Why you should never disclose your lawyer’s advice8 April 2016
Commercial Manager’s Guide: why you should keep your lawyer’s advice to yourself!
In a dispute before the courts, at the disclosure stage, all documents relevant to the dispute must be “disclosed” in a formal stage of the proceedings. This applies equally to embarrassing or harmful documents just as much as to documents which support your case.
“Privilege” is the legal term for a party’s right to keep certain things to itself, away from the eyes of the other side and even of the court. There are various different privileges. One of them is legal professional privilege: it means you do not have to disclose to the other side the contents of discussions with or advice from your lawyers. It only applies to lawyers, not accountants or consultants, however much “legal” advice they provide. Another is litigation privilege – documents created in contemplation of litigation (at the risk of some generalisation).
Privilege is very valuable when in a dispute, or where you are moving towards a dispute: it means you can get confidential legal advice without the fear that the other side or the court will ever know what it contains.

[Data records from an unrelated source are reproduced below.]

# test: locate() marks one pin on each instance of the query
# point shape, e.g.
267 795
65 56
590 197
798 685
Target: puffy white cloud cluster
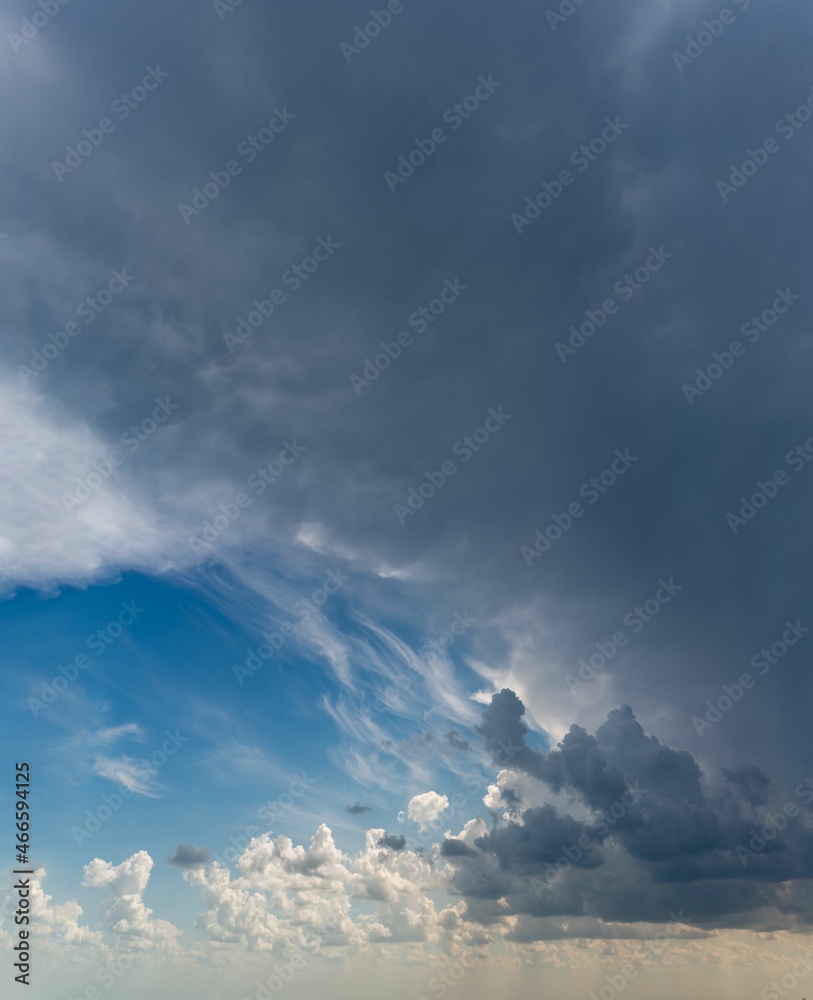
424 809
125 914
303 897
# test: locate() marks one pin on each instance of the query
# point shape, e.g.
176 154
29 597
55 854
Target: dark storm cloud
666 844
323 176
189 856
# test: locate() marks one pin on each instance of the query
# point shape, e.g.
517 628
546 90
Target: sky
407 459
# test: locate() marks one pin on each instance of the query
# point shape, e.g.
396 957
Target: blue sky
404 560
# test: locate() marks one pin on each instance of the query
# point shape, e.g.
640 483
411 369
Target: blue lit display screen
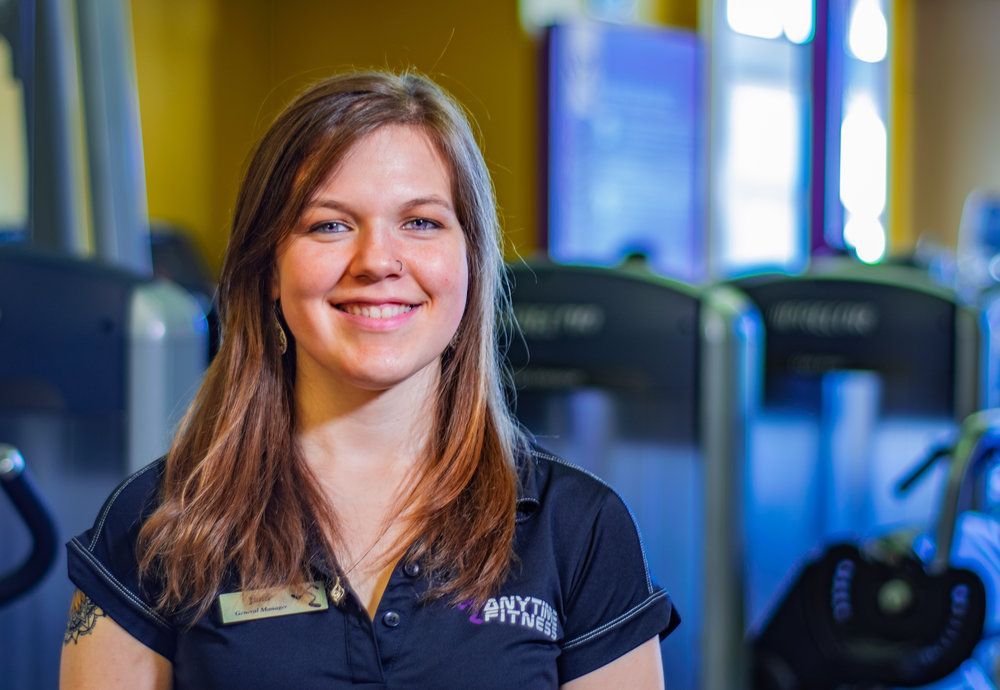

The case of Commodities Research v King and Wood Mallesons  EWHC 63 (QB) illustrates what can go wrong and how you can lose this valuable privilege.
Commodities Research v King and Wood Mallesons
The case concerned an allegation of professional negligence against the defendant law firm. It arose out of advice given by the defendants in connection with the departure of the claimant’s chief executive. The advice related to the chief executive’s entitlement to certain payments on the sale of the company. The company settled its dispute with its former chief executive, but claimed the amount of the settlement and certain costs from the defendants.
To support their claim against the defendants, the claimant company disclosed a statement from its barrister attaching a letter of advice from him to the company concerning its settlement with its former chief executive.
The defendants applied to court for disclosure of effectively all the relevant legal advice which the claimant company had received. This was based on the well established principle that, if you waive privilege in some of your documents, you must disclose all of it relating to the same issue. You are not allowed to “cherry-pick” which bits of privileged documentation you disclose.
The result was that the claimant company had to accept that, having provided one letter of advice, they also had to provide other advice given by its barrister at the time, as well as records of any oral advice given by him at the same time, and also advice given about the merits of the settlement with the chief executive and the instructions given by the claimants to their lawyers.
It not infrequently happens that, as a dispute looms, a solicitor is asked to provide a favourable letter of advice which its client can then brandish in the face of its opponent. If there is already some favourable advice on the file, the client may be tempted to disclose the favourable parts.
Almost certainly, these steps are mistaken: this case contains no new law but illustrates the dangers of taking this course. It is clearly established that disclosing the favourable part of your legal advice threatens to waive a very valuable privilege in all that advice and you will become embroiled in a dispute with the other side as to precisely how far that waiver goes.
The best advice is to treat your lawyer’s advice as privileged and to maintain it as precisely that. In the ordinary course, you can expect that the totality of advice will be partly positive and partly negative: it would be a mistake to disclose the positive part and then be ordered by the court to disclose the negative part in addition.
(The law is stated as at 13 February 2016 – as always, take specific advice before proceeding in any individual situation.)